A first attempt to predict tendencies in stockmarket

In python, the library yfinance allows us to download financial data from Yahoo finance.

Since I'm currently doing a certification in Generic AI for finance, I created a folder to store and manage programs related to my incursion in the field, and use uv to install the necessary packages (in the group dev)

mkdir genai-finance
cd !$
uv init --bare
uv add --dev yfinance curl_cffi scikit-learn

The program (which I called basic.py) starts loading the libraries, in this example I'll use a RandomForestClassifier algorithm as ML model.

import yfinance as yf
import pandas as pd
from sklearn.ensemble import RandomForestClassifier
from sklearn.model_selection import train_test_split

The yfinance module is used to download the data,

data = yf.download("AAPL", start="2022-01-01", end="2026-01-01")

The downloaded data is stored as a pandas dataframe (you can use the command print(f"Data datatype: {type(data)}") to check it).

I started exploring the data, using

data.info,
data.describe(),
data.columns,
data.notna().sum(), etc.

I note that the columns used the pd.MultiIndex property, and it was preferable (for me) to change it, using the momentum I rename the columns to a lowercase version of their names.

if isinstance(data.columns, pd.MultiIndex):
    data.columns = data.columns.get_level_values(0)

data = data.rename(columns={
    "Open": "open",
    "High": "high",
    "Low": "low",
    "Close": "close",
    "Volume": "volume"
})

Then, I converted the indices to datetime datatype and ensure the dataframe is sorted correctly:

data.index = pd.to_datetime(data.index)
df = data.sort_index()

Now, we define some features:

return: the decimal expression of the percentage return, with respect to the previous day,
ma10: the average of the stock price over a 10 days window, and
target: a binary index with values 1 if the return is positive and 0 if the return is negative.

These are implemented using the .pct_change() and .rolling(window=10) methods of the pandas dataframe:

df['return'] = df['close'].pct_change()
df['ma10'] = df['close'].rolling(window=10).mean()
df["target"] = (df["return"] > 0).astype(int)
df.dropna(inplace=True)

The machine learning process starts now.
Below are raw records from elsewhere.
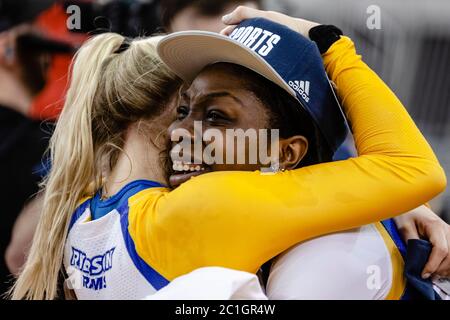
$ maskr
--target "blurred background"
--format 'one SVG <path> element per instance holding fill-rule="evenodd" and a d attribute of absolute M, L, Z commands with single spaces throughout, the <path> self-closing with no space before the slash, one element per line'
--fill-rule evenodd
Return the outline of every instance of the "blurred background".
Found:
<path fill-rule="evenodd" d="M 71 59 L 90 36 L 220 31 L 238 5 L 334 24 L 393 89 L 450 175 L 448 0 L 0 0 L 0 294 L 39 218 L 33 201 Z M 431 203 L 450 221 L 450 193 Z"/>

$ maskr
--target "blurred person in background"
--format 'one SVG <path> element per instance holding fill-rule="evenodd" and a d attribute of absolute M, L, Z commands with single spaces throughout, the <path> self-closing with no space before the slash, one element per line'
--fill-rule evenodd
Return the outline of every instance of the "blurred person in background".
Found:
<path fill-rule="evenodd" d="M 0 5 L 3 181 L 0 293 L 3 293 L 9 286 L 10 272 L 17 272 L 21 266 L 39 217 L 39 203 L 30 199 L 46 174 L 42 157 L 48 147 L 52 122 L 64 102 L 73 53 L 85 36 L 66 29 L 62 2 L 3 0 Z M 14 250 L 8 247 L 11 237 Z"/>
<path fill-rule="evenodd" d="M 162 26 L 167 32 L 225 28 L 222 16 L 237 6 L 260 9 L 262 0 L 161 0 Z"/>
<path fill-rule="evenodd" d="M 25 77 L 24 65 L 8 57 L 4 36 L 2 34 L 0 38 L 2 40 L 0 44 L 0 176 L 2 178 L 0 291 L 2 292 L 6 289 L 6 277 L 9 274 L 3 253 L 17 215 L 28 198 L 38 191 L 40 176 L 36 173 L 37 166 L 40 164 L 48 142 L 47 134 L 40 122 L 26 116 L 33 95 L 42 85 L 42 73 L 35 74 L 34 79 Z M 36 57 L 31 65 L 36 66 L 39 58 Z"/>

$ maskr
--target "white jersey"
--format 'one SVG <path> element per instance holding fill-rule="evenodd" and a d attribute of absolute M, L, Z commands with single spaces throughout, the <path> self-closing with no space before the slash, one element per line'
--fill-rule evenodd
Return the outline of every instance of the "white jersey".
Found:
<path fill-rule="evenodd" d="M 90 221 L 88 200 L 69 228 L 64 267 L 78 299 L 142 299 L 168 284 L 143 261 L 128 233 L 128 207 Z"/>
<path fill-rule="evenodd" d="M 403 280 L 394 275 L 393 253 L 374 224 L 305 241 L 274 261 L 266 294 L 269 299 L 385 299 L 394 281 Z"/>

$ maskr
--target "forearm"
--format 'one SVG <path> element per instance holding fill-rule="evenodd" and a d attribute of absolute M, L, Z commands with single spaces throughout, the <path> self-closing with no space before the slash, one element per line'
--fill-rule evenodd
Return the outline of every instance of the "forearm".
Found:
<path fill-rule="evenodd" d="M 11 241 L 6 249 L 5 261 L 12 274 L 18 274 L 25 262 L 41 215 L 43 197 L 33 198 L 14 223 Z"/>
<path fill-rule="evenodd" d="M 360 155 L 413 157 L 438 163 L 401 102 L 356 54 L 349 38 L 335 42 L 323 60 L 337 85 Z"/>

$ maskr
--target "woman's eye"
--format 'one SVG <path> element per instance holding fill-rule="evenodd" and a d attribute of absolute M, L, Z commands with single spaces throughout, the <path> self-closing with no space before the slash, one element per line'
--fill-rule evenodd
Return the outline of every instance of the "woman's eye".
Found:
<path fill-rule="evenodd" d="M 178 120 L 183 120 L 184 118 L 187 117 L 187 115 L 189 114 L 189 109 L 188 107 L 185 106 L 179 106 L 177 108 L 177 119 Z"/>
<path fill-rule="evenodd" d="M 208 121 L 211 121 L 211 122 L 227 120 L 227 117 L 222 112 L 219 112 L 217 110 L 209 111 L 206 118 L 208 119 Z"/>

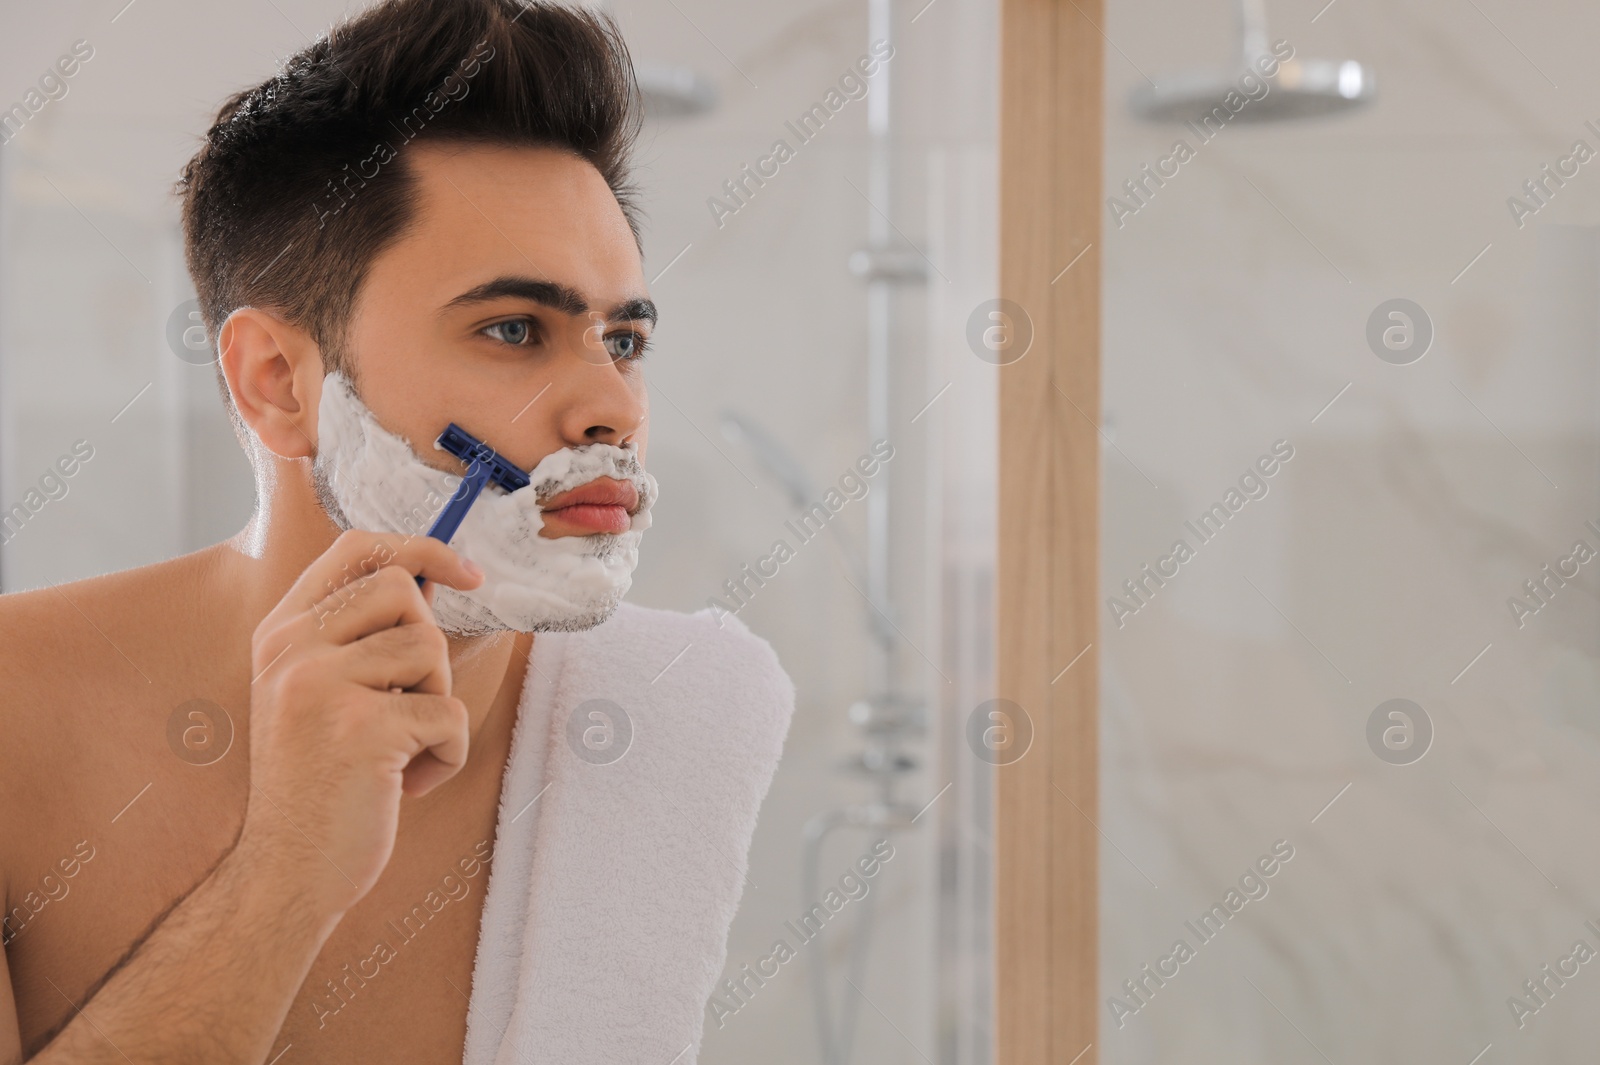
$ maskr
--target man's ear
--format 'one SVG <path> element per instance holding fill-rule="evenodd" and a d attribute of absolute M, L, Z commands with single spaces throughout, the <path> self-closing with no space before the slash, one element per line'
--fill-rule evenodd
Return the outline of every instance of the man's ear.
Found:
<path fill-rule="evenodd" d="M 233 403 L 267 450 L 286 459 L 316 454 L 322 351 L 298 326 L 256 307 L 228 316 L 217 337 Z"/>

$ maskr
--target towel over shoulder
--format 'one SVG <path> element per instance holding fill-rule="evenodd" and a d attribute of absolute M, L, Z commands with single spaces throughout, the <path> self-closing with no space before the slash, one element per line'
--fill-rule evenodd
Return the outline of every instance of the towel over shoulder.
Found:
<path fill-rule="evenodd" d="M 691 1065 L 794 685 L 731 615 L 631 603 L 534 640 L 465 1065 Z"/>

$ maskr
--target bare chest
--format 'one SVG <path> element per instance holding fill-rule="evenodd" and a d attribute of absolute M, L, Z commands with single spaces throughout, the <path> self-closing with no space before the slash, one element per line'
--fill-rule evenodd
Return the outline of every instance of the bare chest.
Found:
<path fill-rule="evenodd" d="M 269 1061 L 286 1050 L 283 1065 L 461 1059 L 498 775 L 460 783 L 448 807 L 402 802 L 389 864 L 322 945 Z M 139 793 L 131 777 L 117 787 Z M 225 772 L 187 783 L 168 776 L 114 822 L 64 818 L 37 834 L 8 870 L 6 955 L 26 1053 L 209 874 L 237 834 L 247 792 L 247 780 Z"/>
<path fill-rule="evenodd" d="M 292 1047 L 297 1063 L 460 1061 L 492 847 L 485 833 L 397 850 L 402 864 L 391 860 L 388 882 L 323 944 L 272 1054 Z"/>

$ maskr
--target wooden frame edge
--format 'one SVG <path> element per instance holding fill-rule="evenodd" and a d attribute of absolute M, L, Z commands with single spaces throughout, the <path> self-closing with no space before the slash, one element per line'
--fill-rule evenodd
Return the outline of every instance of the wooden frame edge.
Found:
<path fill-rule="evenodd" d="M 1000 4 L 1000 295 L 1032 333 L 999 370 L 998 694 L 1032 729 L 997 773 L 1000 1065 L 1099 1058 L 1103 24 L 1104 0 Z"/>

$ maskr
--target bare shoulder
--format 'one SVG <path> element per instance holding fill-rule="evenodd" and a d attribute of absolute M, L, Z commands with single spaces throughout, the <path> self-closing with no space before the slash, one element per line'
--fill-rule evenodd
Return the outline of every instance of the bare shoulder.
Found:
<path fill-rule="evenodd" d="M 46 585 L 0 595 L 0 729 L 12 742 L 0 745 L 0 788 L 19 771 L 48 757 L 53 714 L 43 711 L 92 674 L 99 665 L 90 645 L 93 628 L 77 616 L 75 602 L 93 609 L 98 595 L 88 588 L 106 578 Z M 14 761 L 13 761 L 14 760 Z M 3 799 L 0 799 L 3 801 Z"/>
<path fill-rule="evenodd" d="M 10 696 L 0 714 L 8 731 L 27 725 L 15 715 L 39 698 L 114 675 L 143 679 L 127 648 L 154 642 L 175 578 L 188 565 L 185 556 L 0 595 L 0 677 Z"/>
<path fill-rule="evenodd" d="M 198 555 L 0 595 L 0 876 L 119 750 L 136 715 L 169 698 L 175 644 L 193 631 Z M 54 796 L 52 801 L 44 797 Z"/>

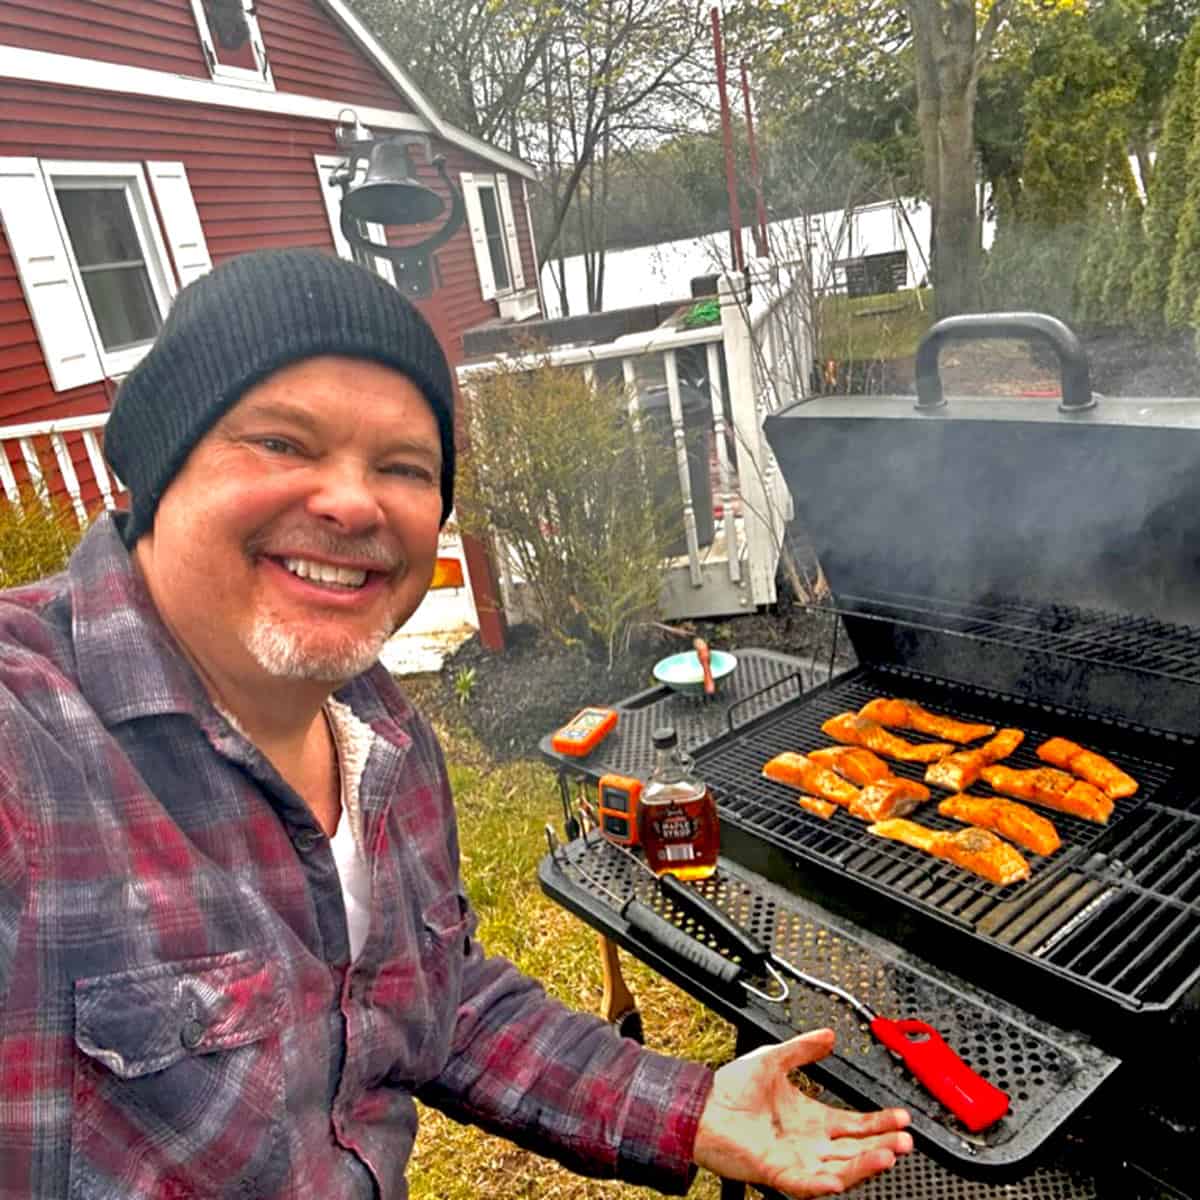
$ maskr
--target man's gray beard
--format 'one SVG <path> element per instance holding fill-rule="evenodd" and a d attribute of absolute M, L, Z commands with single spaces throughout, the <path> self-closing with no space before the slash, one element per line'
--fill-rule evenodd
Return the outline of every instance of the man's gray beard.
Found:
<path fill-rule="evenodd" d="M 344 650 L 314 654 L 305 648 L 298 634 L 259 618 L 246 636 L 246 649 L 268 675 L 277 679 L 345 683 L 374 665 L 388 637 L 385 630 L 379 630 Z"/>

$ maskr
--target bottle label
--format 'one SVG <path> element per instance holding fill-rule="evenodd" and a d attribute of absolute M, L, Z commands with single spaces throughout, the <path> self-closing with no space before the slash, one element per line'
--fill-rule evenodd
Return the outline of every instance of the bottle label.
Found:
<path fill-rule="evenodd" d="M 667 862 L 691 862 L 696 857 L 696 847 L 691 842 L 682 846 L 664 846 L 662 856 Z"/>
<path fill-rule="evenodd" d="M 673 812 L 654 822 L 654 830 L 664 842 L 690 842 L 700 830 L 687 813 Z"/>

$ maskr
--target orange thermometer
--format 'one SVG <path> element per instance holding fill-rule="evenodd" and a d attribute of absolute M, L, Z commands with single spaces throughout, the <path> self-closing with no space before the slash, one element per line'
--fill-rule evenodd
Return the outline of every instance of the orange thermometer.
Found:
<path fill-rule="evenodd" d="M 598 805 L 600 832 L 619 846 L 638 844 L 637 810 L 642 781 L 628 775 L 604 775 L 600 779 Z"/>
<path fill-rule="evenodd" d="M 585 708 L 551 735 L 550 745 L 559 754 L 583 758 L 616 728 L 615 708 Z"/>

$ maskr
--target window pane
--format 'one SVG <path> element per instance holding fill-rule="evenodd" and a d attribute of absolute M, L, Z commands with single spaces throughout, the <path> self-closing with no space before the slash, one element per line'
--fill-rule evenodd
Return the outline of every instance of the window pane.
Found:
<path fill-rule="evenodd" d="M 125 188 L 54 190 L 104 349 L 150 341 L 162 317 Z"/>
<path fill-rule="evenodd" d="M 143 264 L 92 268 L 83 272 L 83 286 L 105 350 L 148 342 L 158 332 L 162 317 Z"/>
<path fill-rule="evenodd" d="M 217 62 L 223 67 L 257 71 L 244 0 L 204 0 L 204 14 Z"/>
<path fill-rule="evenodd" d="M 496 189 L 479 189 L 479 207 L 483 210 L 483 229 L 487 235 L 488 254 L 492 260 L 492 277 L 496 290 L 506 292 L 512 286 L 508 277 L 508 255 L 504 247 L 504 230 L 500 226 L 500 210 L 496 206 Z"/>
<path fill-rule="evenodd" d="M 141 262 L 142 247 L 123 187 L 56 188 L 55 193 L 81 267 Z"/>

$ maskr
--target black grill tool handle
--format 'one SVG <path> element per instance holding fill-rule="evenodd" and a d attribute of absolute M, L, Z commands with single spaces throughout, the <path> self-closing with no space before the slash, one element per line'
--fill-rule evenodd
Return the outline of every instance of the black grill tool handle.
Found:
<path fill-rule="evenodd" d="M 1010 338 L 1016 341 L 1030 337 L 1048 341 L 1058 352 L 1062 373 L 1059 412 L 1084 412 L 1094 408 L 1096 400 L 1092 395 L 1087 355 L 1075 334 L 1056 317 L 1045 313 L 1012 312 L 946 317 L 930 327 L 917 347 L 917 411 L 935 412 L 946 405 L 942 377 L 938 373 L 938 355 L 947 342 L 977 338 Z"/>
<path fill-rule="evenodd" d="M 688 887 L 674 875 L 660 875 L 658 886 L 680 912 L 687 913 L 706 929 L 718 935 L 741 958 L 749 975 L 762 975 L 769 951 L 756 937 L 748 934 L 732 917 L 707 897 Z"/>
<path fill-rule="evenodd" d="M 736 983 L 741 977 L 740 964 L 723 954 L 718 954 L 710 946 L 698 942 L 690 934 L 676 928 L 641 900 L 626 901 L 621 915 L 629 922 L 630 927 L 642 934 L 652 946 L 683 959 L 710 978 L 720 983 Z"/>

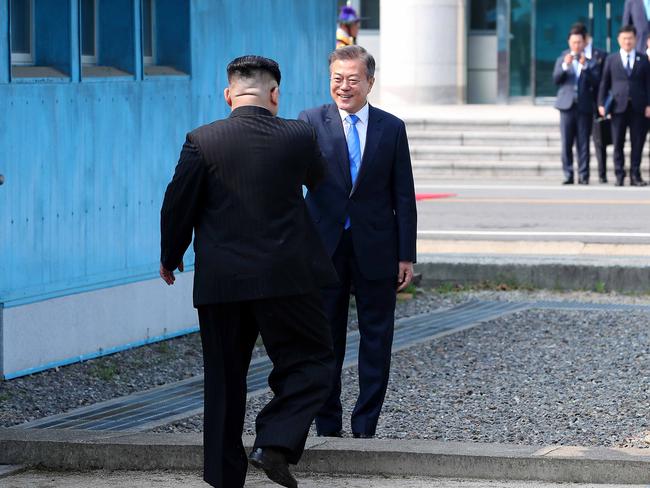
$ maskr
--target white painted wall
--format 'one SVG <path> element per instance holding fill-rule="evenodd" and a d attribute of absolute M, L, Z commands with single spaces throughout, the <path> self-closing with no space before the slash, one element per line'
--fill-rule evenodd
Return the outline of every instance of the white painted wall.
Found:
<path fill-rule="evenodd" d="M 198 325 L 194 273 L 174 286 L 158 278 L 5 308 L 0 320 L 0 373 L 75 359 Z"/>

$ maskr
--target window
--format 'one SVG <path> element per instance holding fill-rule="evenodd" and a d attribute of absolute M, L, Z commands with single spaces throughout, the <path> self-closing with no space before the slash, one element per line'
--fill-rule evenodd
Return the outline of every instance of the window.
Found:
<path fill-rule="evenodd" d="M 97 2 L 81 1 L 81 62 L 97 64 Z"/>
<path fill-rule="evenodd" d="M 470 30 L 497 30 L 497 0 L 472 0 Z"/>
<path fill-rule="evenodd" d="M 68 77 L 70 1 L 9 0 L 12 79 Z"/>
<path fill-rule="evenodd" d="M 379 0 L 361 0 L 362 29 L 379 30 Z"/>
<path fill-rule="evenodd" d="M 142 0 L 145 76 L 186 76 L 190 72 L 189 4 L 179 0 Z"/>
<path fill-rule="evenodd" d="M 11 0 L 11 64 L 34 64 L 33 0 Z"/>
<path fill-rule="evenodd" d="M 154 25 L 156 20 L 155 0 L 142 0 L 142 55 L 145 66 L 156 64 Z"/>
<path fill-rule="evenodd" d="M 81 77 L 132 79 L 135 0 L 81 0 Z"/>

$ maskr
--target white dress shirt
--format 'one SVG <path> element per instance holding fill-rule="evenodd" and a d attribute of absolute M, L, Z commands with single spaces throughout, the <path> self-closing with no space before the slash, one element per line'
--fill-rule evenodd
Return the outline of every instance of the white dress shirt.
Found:
<path fill-rule="evenodd" d="M 585 46 L 584 53 L 585 53 L 585 58 L 591 60 L 591 57 L 594 54 L 594 52 L 593 52 L 593 44 L 591 42 Z"/>
<path fill-rule="evenodd" d="M 354 114 L 357 117 L 359 117 L 359 121 L 357 122 L 357 132 L 359 133 L 359 143 L 361 145 L 362 161 L 363 161 L 363 150 L 366 148 L 366 134 L 368 133 L 368 112 L 369 112 L 368 102 L 366 102 L 363 108 Z M 341 121 L 343 122 L 343 130 L 345 131 L 345 138 L 347 139 L 348 132 L 350 131 L 350 127 L 352 127 L 352 124 L 350 124 L 346 120 L 346 117 L 351 114 L 346 112 L 345 110 L 339 109 L 339 115 L 341 116 Z"/>
<path fill-rule="evenodd" d="M 634 62 L 636 61 L 636 50 L 632 49 L 629 53 L 623 51 L 621 49 L 619 51 L 621 53 L 621 61 L 623 61 L 623 68 L 627 66 L 627 55 L 630 55 L 630 69 L 634 69 Z"/>

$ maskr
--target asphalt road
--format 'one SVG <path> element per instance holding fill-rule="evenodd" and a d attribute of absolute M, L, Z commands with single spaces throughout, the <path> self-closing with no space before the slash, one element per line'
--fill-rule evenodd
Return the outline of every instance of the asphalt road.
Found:
<path fill-rule="evenodd" d="M 650 187 L 416 181 L 418 239 L 650 245 Z"/>

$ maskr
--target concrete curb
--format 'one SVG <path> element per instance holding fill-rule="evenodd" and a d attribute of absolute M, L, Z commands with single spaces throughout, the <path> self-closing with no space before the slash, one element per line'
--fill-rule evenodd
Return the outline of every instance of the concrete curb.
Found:
<path fill-rule="evenodd" d="M 418 260 L 415 270 L 422 273 L 425 286 L 490 282 L 550 290 L 650 293 L 650 262 L 640 262 L 639 258 L 581 260 L 567 257 L 560 260 L 514 256 L 418 256 Z"/>
<path fill-rule="evenodd" d="M 244 444 L 252 445 L 252 437 Z M 49 469 L 201 469 L 201 434 L 0 429 L 0 463 Z M 299 471 L 577 483 L 650 483 L 650 450 L 310 438 Z"/>

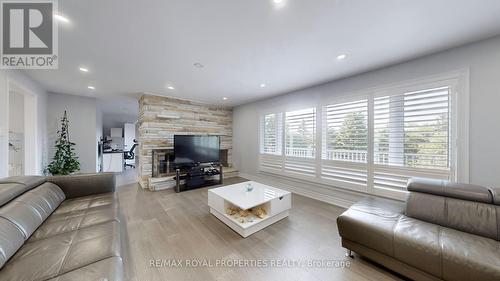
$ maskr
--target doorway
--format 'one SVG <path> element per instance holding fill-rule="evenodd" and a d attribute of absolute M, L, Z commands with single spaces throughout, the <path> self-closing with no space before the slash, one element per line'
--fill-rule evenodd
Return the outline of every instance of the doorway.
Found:
<path fill-rule="evenodd" d="M 9 81 L 8 176 L 40 173 L 37 149 L 37 99 Z"/>

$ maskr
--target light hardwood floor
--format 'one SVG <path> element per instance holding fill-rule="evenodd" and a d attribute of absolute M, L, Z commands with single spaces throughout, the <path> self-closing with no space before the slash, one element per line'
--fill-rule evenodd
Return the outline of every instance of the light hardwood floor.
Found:
<path fill-rule="evenodd" d="M 225 184 L 245 181 L 227 179 Z M 150 192 L 118 187 L 128 230 L 127 280 L 400 280 L 340 246 L 335 219 L 344 209 L 293 194 L 290 216 L 246 239 L 209 213 L 207 190 Z M 367 233 L 369 235 L 369 233 Z M 347 268 L 152 267 L 151 260 L 346 260 Z"/>

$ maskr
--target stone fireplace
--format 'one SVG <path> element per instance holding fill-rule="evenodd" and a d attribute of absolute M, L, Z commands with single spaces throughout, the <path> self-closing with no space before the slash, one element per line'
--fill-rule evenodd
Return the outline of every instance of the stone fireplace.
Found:
<path fill-rule="evenodd" d="M 174 135 L 218 135 L 222 165 L 232 168 L 233 112 L 231 108 L 170 97 L 143 95 L 139 99 L 139 183 L 171 179 Z"/>

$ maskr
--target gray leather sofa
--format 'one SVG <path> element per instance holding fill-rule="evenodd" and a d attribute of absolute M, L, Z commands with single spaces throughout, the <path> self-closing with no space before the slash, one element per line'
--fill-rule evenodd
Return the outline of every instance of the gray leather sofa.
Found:
<path fill-rule="evenodd" d="M 500 280 L 498 189 L 411 179 L 408 191 L 345 211 L 342 246 L 413 280 Z"/>
<path fill-rule="evenodd" d="M 123 280 L 114 190 L 113 174 L 0 179 L 0 280 Z"/>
We split our data into train and test, define the model, train it with the train data, and use it to predict on the test data:

features = ["open", "high", "low", "close", "volume", "ma10"]
X = df[features]
y = df["target"]

X_train, X_test, y_train, y_test = train_test_split(
    X, y, test_size=0.1, shuffle=False
)

model = RandomForestClassifier(
    n_estimators=100,
)
model.fit(X_train, y_train)

accuracy = model.score(X_test, y_test)
print(f"Test Accuracy: {accuracy:.2f}")

I was very excited about the analysis! However, the accuracy round the 50%. This is as bad as tossing a coin to decide whether we want to sell of buy stocks on a given day 😕. Not promising!

Let's wait to see how other techniques improve the performance.